Pensée d'aujourd'hui...

Parfois le train connaissait de longues périodes rectilignes ; alors il fendait l’immensité nue du désert comme l’étrave d’un navire ouvre un sillon à la surface de l’océan, où certes le grain ne peut mûrir, mais où le rêve trouve un humus propice à sa floraison, comme en témoignent les mille moires scintillant du plein midi, signaux des songes marins enfouis remontant quelques instants à la surface pour venir rappeler la vie des profondeurs à ceux qui logent par-delà. Semblablement, de part et d’autre de la voie ferrée qui séparait la steppe de sable en deux moitiés à la gémellité illusoire, la silice reflétait par myriades, à perte de vue, de minuscules brisures de lumière qui, éclats de faïences d’un palimpseste éphémère, se faisaient l’écho d’une dimension aveugle. Comme l’eau dont il est en partie composé, le sable n’est point fertile. Non moins toutefois que les mers ne recèle-t’il une faune de souvenirs contrebandiers, à qui il offre une gangue protectrice, comme l’ambre aux insectes. Ainsi d’autres fois, en vertu d’un effet de diffraction onirique et sans que jamais ces accidents ne soient ressentis avec brutalité, le fer se recourbe, les wagons se penchent très légèrement, et l’on se persuade de voir planer au-dessus des sables le spectre de vies consumées par l’obsession de l’horizon.

Ce dernier est au soir si dégagé que c’est sans obstacle aucun que l’on voit la nuit se lever et s’étendre comme une tâche d’encre. Nous roulons vers l’Est et l’empire nocturne s’ouvre à la manière d’une gueule considérable, semblant nous avaler lorsqu’est dépassé le point d’équilibre d’avec la clarté diurne, et que nous basculons dans le noir étoilée. Je n’apprendrai rien à ceux qui ont navigué sur l’étendue désertique en leur disant que la luminosité nocturne y phosphore d’une intensité secrète, prompte à percer les consciences dépolies et à fracturer les miroirs déformants où viennent mentir les enveloppes terrestres. Le lancinant fracas des roues métalliques sur les rails refroidies rend lui-même une musique plus limpide dont l’écho se poursuit dans la nuit avec une fluidité remarquable…

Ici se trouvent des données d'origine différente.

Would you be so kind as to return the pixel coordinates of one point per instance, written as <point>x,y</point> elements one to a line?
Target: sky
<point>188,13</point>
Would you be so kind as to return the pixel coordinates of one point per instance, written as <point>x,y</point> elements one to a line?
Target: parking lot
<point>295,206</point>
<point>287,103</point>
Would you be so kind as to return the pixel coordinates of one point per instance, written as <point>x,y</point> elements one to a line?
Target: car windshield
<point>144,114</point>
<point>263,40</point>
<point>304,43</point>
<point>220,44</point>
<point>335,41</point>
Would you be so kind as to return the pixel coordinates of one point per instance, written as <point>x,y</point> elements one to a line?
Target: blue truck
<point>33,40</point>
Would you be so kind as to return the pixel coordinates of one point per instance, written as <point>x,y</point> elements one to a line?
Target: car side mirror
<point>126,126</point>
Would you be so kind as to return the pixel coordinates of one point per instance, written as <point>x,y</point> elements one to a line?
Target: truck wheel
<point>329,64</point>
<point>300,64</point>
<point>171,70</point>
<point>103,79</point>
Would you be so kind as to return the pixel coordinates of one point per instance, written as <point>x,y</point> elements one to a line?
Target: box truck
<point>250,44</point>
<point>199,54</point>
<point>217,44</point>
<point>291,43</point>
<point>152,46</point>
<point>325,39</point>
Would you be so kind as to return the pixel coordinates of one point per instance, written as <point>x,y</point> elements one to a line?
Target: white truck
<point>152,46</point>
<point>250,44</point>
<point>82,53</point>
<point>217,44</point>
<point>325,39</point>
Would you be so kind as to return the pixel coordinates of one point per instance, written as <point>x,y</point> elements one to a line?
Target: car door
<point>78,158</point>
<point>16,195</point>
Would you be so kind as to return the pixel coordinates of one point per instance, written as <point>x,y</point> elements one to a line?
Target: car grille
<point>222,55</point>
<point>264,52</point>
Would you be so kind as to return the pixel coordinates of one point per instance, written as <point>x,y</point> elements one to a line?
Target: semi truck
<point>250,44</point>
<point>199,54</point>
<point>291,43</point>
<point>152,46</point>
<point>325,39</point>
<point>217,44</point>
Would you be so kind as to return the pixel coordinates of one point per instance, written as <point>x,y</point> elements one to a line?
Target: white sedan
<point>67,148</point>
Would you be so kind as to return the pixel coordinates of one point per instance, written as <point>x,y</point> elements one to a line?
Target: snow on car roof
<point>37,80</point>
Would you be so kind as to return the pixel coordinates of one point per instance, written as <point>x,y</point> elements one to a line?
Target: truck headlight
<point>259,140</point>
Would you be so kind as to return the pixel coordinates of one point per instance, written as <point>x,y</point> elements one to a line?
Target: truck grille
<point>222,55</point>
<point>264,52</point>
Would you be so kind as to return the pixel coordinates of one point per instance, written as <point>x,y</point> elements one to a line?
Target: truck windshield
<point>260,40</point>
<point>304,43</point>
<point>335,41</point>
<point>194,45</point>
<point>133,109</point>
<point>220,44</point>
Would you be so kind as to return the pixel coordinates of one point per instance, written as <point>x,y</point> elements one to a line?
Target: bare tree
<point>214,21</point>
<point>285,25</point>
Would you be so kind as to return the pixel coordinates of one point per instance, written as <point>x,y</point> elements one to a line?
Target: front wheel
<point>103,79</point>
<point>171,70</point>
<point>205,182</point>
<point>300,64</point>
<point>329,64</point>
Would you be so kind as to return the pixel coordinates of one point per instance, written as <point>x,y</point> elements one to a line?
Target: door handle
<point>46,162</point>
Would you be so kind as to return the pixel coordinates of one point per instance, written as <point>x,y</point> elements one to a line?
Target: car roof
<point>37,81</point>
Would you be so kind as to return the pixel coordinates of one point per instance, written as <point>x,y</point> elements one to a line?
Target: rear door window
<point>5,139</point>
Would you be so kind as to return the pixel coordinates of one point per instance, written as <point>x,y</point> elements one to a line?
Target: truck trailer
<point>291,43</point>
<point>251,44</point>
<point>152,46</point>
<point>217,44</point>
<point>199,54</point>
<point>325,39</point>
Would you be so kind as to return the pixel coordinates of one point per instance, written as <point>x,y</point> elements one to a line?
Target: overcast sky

Je serais tout à fait incapable de dire depuis combien de temps nous roulons, deux semaines, trois mois, un an ? Le cycle des levers et des couchers a d’abord amolli le temps pour ensuite l’annuler complètement ; enfin les heures ont acquis un goût d’infini. Mais cette transmutation s’est opérée comme de l’intérieur, c’est comme si l’éternité avait implosé l’instant. C’est une sensation fort étrange dont je doute que l’on guérisse, même à retrouver une expérience quotidienne, quantifiable du temps. Il est possible que celui-ci ait ainsi été rendu à son essence réelle, qui est peut-être précisément de n’en pas avoir, d’être le néant…Toutefois, il est important de le noter, cette annihilation du temps n’ampute pas du souci et de la certitude du lendemain, qui pour les passagers de ce train coïncident avec le bout du voyage…Ainsi mon esprit a beau avoir perdu l’usage des minutes, il ne peut pour autant cesser de s’interroger sur la durée qui nous sépare de l’arrivée au terme …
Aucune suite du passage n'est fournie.